Эти слова заставили меня похолодеть. Нас предали, и я организовал предательство. Я яростно оглянулся на старейших Синедриона, на трех послов, которые клялись облачением первосвященника, что нам не причинят вреда. Они побледнели словно призраки и, казалось, смотрели на приближение вооруженных людей с еще большим ужасом чем римляне. Что же до послов, то они разорвали свои одежды, и посыпали голову пылью и взывали к небесам быть свидетелями вероломства Элеазара, который поклялся им соблюдать условия сдачи.
То, что последовало за этим, было кровавой бойней. Во время войны я видел много ужасного, но ничто не жило в моей памяти более живо, чем избиение римского гарнизона. Септимий, стоящий рядом, обратился ко мне с легким презрением:
— Смотри, как они соблюдают свой закон, — сказал он, а затем обратился к солдатам громко крикнул им, чтобы никто не двигался, чтоб все стояли твердо до конца, чтобы можно было показать этим собакам, что римляне умеют умирать.
Затем, перед глазами народа Иерусалима началось избиение. Обезумевшие зелоты словно звери метались среди безоружных людей, размахивая мечами словно сборщики урожая на пшеничном поле, пока их худые, опаленные солнцем тела не стали алыми от римской крови. Никто не сделал ни одного движения, кроме Метилия, которого оставило мужество, и который рухнул к ногам нападающих, крича, что он рад стать иудеем, и что они могут обрезать его и даже использовать для этого свои мечи, если они только оставят ему жизнь. Эти крики не произвели бы на зелотов никакого впечатления, и они перерезали бы ему глотку, если бы Элеазар не велел пощадить его, потому что считал обращение Метилия венцом своего триумфа. Обратив внимания на нас, он бросился к Септимию и ударом меча раскроил центуриону череп.

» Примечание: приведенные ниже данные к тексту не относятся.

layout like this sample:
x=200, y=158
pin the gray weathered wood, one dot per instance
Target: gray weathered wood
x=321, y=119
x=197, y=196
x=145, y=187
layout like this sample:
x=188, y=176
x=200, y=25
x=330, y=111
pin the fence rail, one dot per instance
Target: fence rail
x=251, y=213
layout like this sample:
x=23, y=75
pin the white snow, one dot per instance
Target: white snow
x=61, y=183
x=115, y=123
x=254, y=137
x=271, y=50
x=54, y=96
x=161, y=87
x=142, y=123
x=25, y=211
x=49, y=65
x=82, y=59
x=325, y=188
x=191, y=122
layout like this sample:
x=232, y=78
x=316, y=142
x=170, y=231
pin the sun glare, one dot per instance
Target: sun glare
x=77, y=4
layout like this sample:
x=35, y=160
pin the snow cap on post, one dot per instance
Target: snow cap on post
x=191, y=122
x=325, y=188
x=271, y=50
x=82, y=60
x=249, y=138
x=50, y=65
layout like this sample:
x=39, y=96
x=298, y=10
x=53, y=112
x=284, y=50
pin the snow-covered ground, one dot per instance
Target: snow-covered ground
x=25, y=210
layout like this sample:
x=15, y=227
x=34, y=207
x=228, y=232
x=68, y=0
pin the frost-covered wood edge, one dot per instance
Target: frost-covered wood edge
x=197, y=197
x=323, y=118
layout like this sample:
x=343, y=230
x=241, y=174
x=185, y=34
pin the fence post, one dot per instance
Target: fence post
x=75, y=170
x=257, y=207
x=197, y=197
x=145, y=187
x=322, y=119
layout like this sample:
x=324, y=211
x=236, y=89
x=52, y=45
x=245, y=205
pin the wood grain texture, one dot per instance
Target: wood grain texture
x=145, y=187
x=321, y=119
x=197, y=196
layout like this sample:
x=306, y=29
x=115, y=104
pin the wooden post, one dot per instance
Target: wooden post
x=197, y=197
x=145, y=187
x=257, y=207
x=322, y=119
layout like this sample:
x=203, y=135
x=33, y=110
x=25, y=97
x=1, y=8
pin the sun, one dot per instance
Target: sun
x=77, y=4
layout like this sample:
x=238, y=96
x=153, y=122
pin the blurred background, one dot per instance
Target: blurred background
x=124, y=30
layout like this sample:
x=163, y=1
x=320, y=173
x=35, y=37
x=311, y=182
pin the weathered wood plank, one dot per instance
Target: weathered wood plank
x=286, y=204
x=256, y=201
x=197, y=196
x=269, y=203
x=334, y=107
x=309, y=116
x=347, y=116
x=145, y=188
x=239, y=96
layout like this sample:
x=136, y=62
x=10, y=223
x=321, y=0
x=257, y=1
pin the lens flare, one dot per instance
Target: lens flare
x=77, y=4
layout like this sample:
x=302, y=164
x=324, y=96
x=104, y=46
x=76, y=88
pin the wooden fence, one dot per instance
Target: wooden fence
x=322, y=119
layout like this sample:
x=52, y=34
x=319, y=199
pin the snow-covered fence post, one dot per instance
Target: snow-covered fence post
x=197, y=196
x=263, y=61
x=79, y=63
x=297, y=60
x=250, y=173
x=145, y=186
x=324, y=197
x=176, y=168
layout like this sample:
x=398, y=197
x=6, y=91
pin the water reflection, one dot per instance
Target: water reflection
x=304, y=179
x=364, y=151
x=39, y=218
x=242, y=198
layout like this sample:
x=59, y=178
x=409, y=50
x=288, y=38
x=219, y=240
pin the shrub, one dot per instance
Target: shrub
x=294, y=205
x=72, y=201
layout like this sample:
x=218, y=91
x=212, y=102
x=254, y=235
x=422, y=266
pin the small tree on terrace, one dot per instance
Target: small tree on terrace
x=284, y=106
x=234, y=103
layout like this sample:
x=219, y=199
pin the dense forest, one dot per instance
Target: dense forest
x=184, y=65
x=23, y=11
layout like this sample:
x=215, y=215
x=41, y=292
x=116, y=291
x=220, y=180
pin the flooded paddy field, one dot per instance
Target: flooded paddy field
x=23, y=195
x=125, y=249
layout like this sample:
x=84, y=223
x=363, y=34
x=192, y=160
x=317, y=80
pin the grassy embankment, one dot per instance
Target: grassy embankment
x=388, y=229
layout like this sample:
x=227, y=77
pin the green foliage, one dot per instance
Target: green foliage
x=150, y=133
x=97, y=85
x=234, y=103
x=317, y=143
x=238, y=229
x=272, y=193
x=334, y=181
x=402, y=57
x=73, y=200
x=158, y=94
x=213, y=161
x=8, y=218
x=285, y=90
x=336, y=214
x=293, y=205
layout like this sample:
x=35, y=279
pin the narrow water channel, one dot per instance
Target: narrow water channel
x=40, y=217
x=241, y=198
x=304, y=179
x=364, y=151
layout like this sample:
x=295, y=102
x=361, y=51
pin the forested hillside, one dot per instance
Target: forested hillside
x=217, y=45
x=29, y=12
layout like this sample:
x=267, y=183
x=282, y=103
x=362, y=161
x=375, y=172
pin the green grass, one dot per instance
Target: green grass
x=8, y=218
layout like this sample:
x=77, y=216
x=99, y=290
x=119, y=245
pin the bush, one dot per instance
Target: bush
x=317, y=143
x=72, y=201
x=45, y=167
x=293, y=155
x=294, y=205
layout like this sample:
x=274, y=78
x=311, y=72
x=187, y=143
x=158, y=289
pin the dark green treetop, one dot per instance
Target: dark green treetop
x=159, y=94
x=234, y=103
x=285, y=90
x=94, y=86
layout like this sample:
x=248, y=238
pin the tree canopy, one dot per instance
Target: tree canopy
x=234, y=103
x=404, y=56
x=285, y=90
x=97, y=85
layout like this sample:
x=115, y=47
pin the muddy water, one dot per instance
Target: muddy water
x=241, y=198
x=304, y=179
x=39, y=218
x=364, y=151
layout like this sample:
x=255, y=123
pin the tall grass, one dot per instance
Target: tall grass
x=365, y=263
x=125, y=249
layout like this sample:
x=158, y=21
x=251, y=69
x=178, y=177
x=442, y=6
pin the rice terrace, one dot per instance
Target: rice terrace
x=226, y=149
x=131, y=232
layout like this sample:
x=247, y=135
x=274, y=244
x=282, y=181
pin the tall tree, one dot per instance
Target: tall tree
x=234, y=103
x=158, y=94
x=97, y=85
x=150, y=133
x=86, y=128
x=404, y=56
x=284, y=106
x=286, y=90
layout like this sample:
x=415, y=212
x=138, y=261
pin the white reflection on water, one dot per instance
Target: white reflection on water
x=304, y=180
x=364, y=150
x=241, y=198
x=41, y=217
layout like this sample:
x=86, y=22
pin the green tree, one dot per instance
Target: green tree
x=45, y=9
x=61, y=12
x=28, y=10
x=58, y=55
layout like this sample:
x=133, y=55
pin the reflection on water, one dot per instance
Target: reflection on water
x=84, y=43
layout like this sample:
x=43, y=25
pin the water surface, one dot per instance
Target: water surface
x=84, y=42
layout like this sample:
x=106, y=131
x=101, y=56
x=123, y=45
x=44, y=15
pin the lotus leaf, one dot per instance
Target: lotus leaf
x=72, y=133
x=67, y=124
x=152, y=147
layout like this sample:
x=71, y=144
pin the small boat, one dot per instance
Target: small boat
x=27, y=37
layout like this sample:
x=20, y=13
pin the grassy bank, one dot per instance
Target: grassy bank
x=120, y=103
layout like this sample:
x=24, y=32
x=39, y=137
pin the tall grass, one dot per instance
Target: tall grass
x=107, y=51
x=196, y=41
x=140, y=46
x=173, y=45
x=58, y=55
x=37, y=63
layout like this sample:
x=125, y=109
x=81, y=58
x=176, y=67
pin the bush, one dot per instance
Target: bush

Взглянув на меня, он остановился и, рыча от ненависти, заявил, каким преданным делу евреев другом я оказался, затем закричал, что Бог осудит меня. Но я, чувствуя, что стою на пороге смерти, не желая спускаться в Аид с проповедью Элеазара, все еще звучавшего у меня в ушах. И потому я велел ему молчать и наносить удар и не приписывать свои пороки Богу.
— Бог, — крикнул я, — не убийца и не нарушитель закона, как ты!

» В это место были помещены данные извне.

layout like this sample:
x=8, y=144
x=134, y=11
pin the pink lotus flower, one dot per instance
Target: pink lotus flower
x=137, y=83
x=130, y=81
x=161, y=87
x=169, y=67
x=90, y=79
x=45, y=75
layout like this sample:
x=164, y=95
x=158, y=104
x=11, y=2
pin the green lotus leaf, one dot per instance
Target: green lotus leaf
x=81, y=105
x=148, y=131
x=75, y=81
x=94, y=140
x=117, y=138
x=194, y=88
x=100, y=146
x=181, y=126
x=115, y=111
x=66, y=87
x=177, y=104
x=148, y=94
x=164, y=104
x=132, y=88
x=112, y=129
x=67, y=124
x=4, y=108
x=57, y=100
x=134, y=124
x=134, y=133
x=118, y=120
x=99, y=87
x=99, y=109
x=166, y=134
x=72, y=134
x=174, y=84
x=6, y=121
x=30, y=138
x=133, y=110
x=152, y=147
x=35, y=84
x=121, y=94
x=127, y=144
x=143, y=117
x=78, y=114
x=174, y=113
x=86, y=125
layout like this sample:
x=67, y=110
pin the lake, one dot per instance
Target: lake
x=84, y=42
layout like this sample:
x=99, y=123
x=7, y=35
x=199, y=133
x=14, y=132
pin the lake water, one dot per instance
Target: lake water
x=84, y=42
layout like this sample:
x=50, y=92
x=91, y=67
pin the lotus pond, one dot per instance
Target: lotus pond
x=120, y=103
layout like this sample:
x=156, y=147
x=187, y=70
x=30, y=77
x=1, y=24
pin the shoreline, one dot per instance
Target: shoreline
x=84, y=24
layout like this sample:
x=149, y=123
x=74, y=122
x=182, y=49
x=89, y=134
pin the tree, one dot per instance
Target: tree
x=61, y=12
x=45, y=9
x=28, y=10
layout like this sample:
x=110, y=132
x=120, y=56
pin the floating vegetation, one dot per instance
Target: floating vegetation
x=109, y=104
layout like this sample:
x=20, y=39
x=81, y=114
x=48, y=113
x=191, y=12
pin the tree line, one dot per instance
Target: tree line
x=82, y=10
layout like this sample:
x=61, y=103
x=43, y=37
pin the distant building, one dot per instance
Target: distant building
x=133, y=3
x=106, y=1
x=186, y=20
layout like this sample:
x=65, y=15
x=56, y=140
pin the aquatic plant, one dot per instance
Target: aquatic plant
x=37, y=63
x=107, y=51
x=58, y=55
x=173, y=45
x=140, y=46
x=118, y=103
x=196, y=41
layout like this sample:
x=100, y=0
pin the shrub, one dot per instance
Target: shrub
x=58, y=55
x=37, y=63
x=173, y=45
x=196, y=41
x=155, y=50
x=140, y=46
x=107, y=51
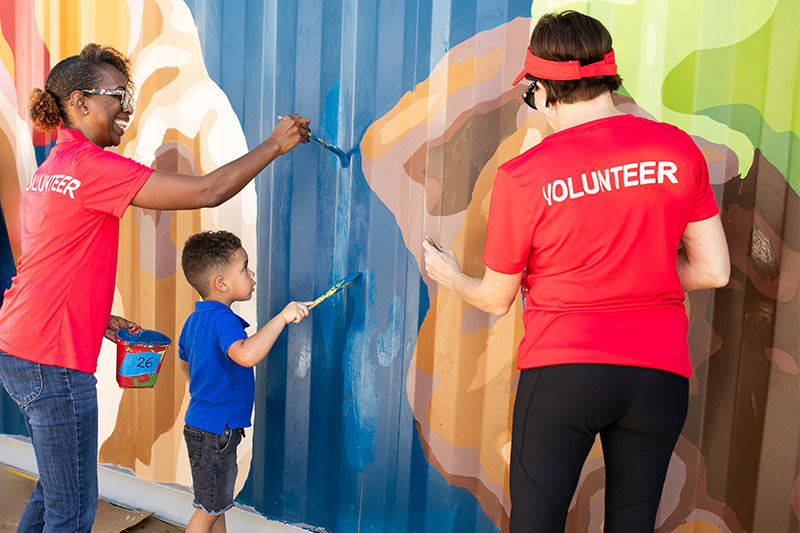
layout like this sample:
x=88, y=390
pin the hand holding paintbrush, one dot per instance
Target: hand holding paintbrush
x=344, y=159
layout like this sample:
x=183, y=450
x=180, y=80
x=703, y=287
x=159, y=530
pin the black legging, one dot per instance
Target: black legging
x=639, y=413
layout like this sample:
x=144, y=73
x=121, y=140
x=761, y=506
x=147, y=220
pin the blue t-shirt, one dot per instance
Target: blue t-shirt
x=221, y=391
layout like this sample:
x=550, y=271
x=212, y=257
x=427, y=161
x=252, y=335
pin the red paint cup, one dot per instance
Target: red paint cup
x=140, y=353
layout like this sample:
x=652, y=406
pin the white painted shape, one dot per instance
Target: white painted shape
x=651, y=44
x=181, y=18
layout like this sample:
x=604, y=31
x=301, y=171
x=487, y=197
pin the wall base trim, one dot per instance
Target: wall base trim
x=170, y=503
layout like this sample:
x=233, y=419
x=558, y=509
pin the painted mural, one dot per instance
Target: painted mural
x=390, y=409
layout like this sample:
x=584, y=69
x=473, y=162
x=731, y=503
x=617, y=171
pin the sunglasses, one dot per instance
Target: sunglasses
x=528, y=97
x=124, y=96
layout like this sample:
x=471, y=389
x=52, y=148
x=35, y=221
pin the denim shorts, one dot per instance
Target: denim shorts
x=213, y=461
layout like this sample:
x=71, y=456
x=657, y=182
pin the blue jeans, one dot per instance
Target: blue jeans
x=60, y=410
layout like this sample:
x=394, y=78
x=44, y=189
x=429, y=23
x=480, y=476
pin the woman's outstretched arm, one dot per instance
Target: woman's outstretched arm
x=169, y=190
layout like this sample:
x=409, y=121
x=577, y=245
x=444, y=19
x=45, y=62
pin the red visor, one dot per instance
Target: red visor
x=566, y=70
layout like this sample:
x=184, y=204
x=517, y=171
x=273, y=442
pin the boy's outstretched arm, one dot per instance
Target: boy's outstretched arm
x=184, y=366
x=253, y=349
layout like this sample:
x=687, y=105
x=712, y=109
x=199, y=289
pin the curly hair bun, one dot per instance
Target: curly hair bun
x=43, y=110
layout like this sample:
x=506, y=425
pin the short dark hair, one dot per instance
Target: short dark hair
x=49, y=108
x=570, y=36
x=205, y=255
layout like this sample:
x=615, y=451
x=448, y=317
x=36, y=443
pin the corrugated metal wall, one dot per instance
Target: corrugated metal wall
x=389, y=409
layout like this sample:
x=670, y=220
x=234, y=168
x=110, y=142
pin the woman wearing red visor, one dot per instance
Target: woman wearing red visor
x=589, y=222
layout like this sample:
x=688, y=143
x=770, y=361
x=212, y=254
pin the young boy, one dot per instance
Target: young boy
x=217, y=356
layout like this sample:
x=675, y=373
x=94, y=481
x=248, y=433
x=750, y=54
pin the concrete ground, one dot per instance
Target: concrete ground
x=15, y=487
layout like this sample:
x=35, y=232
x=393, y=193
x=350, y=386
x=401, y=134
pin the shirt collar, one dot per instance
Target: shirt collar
x=209, y=305
x=69, y=134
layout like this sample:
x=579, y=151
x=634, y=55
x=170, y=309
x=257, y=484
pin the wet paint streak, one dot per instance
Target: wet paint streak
x=361, y=395
x=389, y=340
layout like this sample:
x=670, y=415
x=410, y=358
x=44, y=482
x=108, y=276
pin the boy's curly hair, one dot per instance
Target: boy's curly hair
x=48, y=108
x=205, y=255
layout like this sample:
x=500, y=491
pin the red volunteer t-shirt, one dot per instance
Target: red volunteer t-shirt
x=59, y=303
x=594, y=215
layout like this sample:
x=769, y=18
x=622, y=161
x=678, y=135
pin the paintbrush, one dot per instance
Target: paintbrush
x=334, y=289
x=344, y=159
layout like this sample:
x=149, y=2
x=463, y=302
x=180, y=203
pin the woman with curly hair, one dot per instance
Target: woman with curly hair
x=589, y=223
x=58, y=308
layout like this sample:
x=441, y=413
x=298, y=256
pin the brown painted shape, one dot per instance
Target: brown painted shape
x=450, y=165
x=755, y=313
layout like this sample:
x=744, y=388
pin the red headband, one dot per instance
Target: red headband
x=566, y=70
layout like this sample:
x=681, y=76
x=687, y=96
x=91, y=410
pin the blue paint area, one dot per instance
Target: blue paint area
x=11, y=420
x=337, y=447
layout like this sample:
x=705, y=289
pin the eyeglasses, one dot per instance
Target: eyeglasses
x=528, y=97
x=124, y=96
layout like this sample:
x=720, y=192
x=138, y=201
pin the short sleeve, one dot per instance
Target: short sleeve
x=109, y=181
x=509, y=230
x=705, y=205
x=181, y=351
x=229, y=328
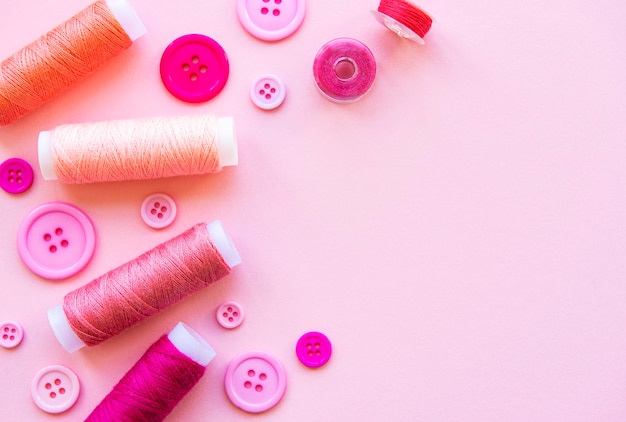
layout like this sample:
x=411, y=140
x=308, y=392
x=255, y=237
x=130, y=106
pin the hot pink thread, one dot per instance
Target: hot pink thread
x=141, y=288
x=151, y=388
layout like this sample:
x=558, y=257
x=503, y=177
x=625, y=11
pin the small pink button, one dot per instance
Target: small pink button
x=194, y=68
x=271, y=20
x=55, y=389
x=230, y=314
x=11, y=334
x=158, y=210
x=313, y=349
x=56, y=240
x=16, y=175
x=255, y=381
x=268, y=92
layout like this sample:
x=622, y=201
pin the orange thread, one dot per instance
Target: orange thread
x=138, y=149
x=141, y=288
x=58, y=60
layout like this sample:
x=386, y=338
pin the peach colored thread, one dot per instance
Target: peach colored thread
x=59, y=59
x=137, y=149
x=140, y=288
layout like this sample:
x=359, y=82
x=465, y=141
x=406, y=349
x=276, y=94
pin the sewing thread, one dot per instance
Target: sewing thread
x=344, y=70
x=143, y=287
x=404, y=19
x=151, y=389
x=59, y=59
x=137, y=149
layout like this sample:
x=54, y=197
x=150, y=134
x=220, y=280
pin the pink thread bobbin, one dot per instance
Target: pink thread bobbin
x=404, y=18
x=161, y=378
x=344, y=70
x=134, y=291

Он пришел в ярость и поднял меч, чтобы покончить со мной, как он уже сделал с Септимием, но раздавшийся в этот момент крик ярости и муки заставил его заколебаться, так что последовавшийся удар не был таким роковым, каким он намеривался. Я упал полуоглушенный с лицом залитым кровью, но до того, как кровь ослепила меня, я увидел как Мариамна бросилась на Элеазара и с яростью дикого животного вырвала из его рук меч.

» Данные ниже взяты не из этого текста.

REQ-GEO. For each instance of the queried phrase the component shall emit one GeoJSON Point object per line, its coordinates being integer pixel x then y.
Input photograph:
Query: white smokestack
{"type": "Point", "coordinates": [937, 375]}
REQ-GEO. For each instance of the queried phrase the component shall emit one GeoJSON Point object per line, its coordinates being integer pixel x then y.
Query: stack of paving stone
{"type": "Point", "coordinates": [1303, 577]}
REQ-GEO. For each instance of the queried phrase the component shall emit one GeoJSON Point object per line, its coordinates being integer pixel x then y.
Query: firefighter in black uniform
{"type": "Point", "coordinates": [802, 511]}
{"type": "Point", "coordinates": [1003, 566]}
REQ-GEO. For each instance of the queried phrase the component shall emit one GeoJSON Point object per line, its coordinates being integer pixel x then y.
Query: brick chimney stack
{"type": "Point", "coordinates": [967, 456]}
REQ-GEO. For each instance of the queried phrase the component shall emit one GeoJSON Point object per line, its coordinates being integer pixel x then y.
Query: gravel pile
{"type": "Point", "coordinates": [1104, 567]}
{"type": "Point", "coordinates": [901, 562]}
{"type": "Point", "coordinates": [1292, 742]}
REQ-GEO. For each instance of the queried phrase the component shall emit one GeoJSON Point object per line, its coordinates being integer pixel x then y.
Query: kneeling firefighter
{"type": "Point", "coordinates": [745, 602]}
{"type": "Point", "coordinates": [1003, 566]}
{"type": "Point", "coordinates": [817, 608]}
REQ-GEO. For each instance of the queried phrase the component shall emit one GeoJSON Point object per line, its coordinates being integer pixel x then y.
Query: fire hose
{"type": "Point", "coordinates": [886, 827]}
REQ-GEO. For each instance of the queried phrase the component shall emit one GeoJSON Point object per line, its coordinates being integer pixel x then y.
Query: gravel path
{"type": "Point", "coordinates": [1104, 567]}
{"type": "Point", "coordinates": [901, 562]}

Я повалился на тело Септимия, а Мариамна упала на меня, крича, что эти убийцы сначала должны будут изрубить ее на куски, прежде чем она позволит еще раз ударить меня. Ее смелый жест, похоже, придал мужества устрашенным членам Синедриона, которые наблюдали за избиением, полные ужаса, словно птицы, зачарованные змеей, но не способные пошевелиться или протестовать. Теперь они с плачем и жалобами бежали во все стороны умоляя зелотов прекратить свои убийство. И хотя я ничего не мог рассмотреть, ведь Мариамна все еще закрывала меня своим телом, я услышал как еще один голос, который я опознал как голос рабби Малкиеля, присоединился к мольбам старейшин. Что же до Гориона бен Никодима и других, давших клятву, то они были охвачены таким негодование, что умоляли небеса ниспослать огонь на нечестивцев, убивших безоружных врагов в ужаснейшем нарушении святых законов. Однако, небо не послало огонь, ведь как я заметил, небесные силы не отвечают, когда к ним взывают, а когда они поражают, то вместо убийц обычно страдают справедливые люди, и потому я мало доверяю небесному суду. Зелоты бросили кровавую работу не столько из-за просьб старейшин, сколько потому, что к этому времени уже не осталось живых римлян, за исключение Метилия, который что-то лепетал в углу. Мариамна положила руку мне на грудь и, почувствовав, что мое сердце все еще бьется, произнесла:
— Ты умер, мой Луций! — сказано это было не столько в форме жалобы, сколько как команда.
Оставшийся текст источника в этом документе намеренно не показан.